Speaking of children…

"Children have more need of models than critics." - Joseph Joubert (1754-1824), French moralist and essayist

You hear a lot about children during debates on marriage equality. Specifically, you hear about what children are and are not going to be taught in schools. If the government permits same-sex couples to marry, the argument goes, then kids will be ‘taught gay marriage', which apparently means that they will be told that ‘gay marriages' are just the same as ‘traditional marriage'. The horror.

There are many ways of refuting this nonsensical argument. It has been done elsewhere and far better than I could manage. My aim here is to point out something not often mentioned in these debates: gay and lesbian children.
Let us imagine that the proponents of ‘traditional marriage' have their way, as far as education goes. At school, all children are taught that heterosexual, "one man, one woman" relationships are the only ones worthy of government recognition and societal respect. All well and good, as our generation of budding heterosexuals has been safely inoculated against the gay menace.

But what about the gay children?

These days, young people are coming out earlier and earlier, well before their teen years, and many have reported feeling ‘different' as early as second grade. They, just the same as their straight classmates, are involved here, and theirs is a position that is not often discussed.

Even in the best of circumstances, it is not easy to be young and gay. Almost every television show, movie, advertisement, and magazine trumpets the heterosexual ideal. Added to that the possible reactions of families and friends, the teachings of religions, and the internal conflicts of being so very different, and it makes for quite a load for anyone to carry, let alone the youngest among us.

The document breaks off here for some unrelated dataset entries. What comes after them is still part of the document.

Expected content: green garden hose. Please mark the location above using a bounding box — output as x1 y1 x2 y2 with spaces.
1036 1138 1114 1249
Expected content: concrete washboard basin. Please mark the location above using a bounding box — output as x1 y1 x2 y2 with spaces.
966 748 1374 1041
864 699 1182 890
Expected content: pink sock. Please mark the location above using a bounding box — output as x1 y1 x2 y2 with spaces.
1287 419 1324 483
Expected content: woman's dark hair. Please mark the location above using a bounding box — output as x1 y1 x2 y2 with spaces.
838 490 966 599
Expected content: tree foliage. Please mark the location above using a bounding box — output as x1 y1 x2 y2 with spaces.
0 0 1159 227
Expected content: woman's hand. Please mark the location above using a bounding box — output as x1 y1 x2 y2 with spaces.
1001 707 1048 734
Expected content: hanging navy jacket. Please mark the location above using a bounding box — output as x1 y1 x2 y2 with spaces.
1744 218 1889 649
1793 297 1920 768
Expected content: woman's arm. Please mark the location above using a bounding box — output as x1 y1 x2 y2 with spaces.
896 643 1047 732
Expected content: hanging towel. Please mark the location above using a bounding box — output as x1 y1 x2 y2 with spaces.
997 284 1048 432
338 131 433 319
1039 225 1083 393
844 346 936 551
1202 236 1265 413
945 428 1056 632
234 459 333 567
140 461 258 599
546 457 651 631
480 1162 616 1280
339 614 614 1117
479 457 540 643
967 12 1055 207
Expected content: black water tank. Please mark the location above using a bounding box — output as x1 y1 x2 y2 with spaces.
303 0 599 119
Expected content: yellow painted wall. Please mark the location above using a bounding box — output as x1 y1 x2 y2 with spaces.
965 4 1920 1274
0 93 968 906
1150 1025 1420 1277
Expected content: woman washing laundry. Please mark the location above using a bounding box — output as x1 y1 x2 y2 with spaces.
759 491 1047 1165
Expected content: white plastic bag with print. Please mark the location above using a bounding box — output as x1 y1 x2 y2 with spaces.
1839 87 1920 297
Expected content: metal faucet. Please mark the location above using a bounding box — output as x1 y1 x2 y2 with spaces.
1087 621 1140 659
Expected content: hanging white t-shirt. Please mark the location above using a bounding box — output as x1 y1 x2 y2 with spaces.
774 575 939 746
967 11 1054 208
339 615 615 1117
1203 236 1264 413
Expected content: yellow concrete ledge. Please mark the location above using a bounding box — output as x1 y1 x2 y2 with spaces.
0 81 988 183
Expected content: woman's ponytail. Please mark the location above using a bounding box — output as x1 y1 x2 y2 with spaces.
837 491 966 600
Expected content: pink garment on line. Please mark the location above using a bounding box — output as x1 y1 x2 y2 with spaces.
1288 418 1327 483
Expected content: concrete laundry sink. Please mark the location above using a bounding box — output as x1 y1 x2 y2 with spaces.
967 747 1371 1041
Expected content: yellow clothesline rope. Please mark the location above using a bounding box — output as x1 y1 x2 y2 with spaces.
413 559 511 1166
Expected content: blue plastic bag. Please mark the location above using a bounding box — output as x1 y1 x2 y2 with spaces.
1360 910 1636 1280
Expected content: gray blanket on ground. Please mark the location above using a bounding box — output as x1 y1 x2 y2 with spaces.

But now, in their schools, in places where all ought to feel safe, from their teachers, who ought to be their protectors and guides, they are being told that they are different. Abnormal. Wrong. That their identities are perverted, that neither society nor the government will respect them, their relationships, or those they love. That they are less-than.

Here's my idea for a marriage-based curriculum. Let's teach kids, all kids, that deciding who to spend their lives with is one of the most important decisions they can make, and that it should be based on love, companionship, and mutual respect. That in this country, we are free to be who we are, and no one can tell you how to live your life. That we ought to treat everyone else with the same respect and kindness we would want to be treated with. That families come in all shapes, sizes, and colors, and that what really makes a family is love.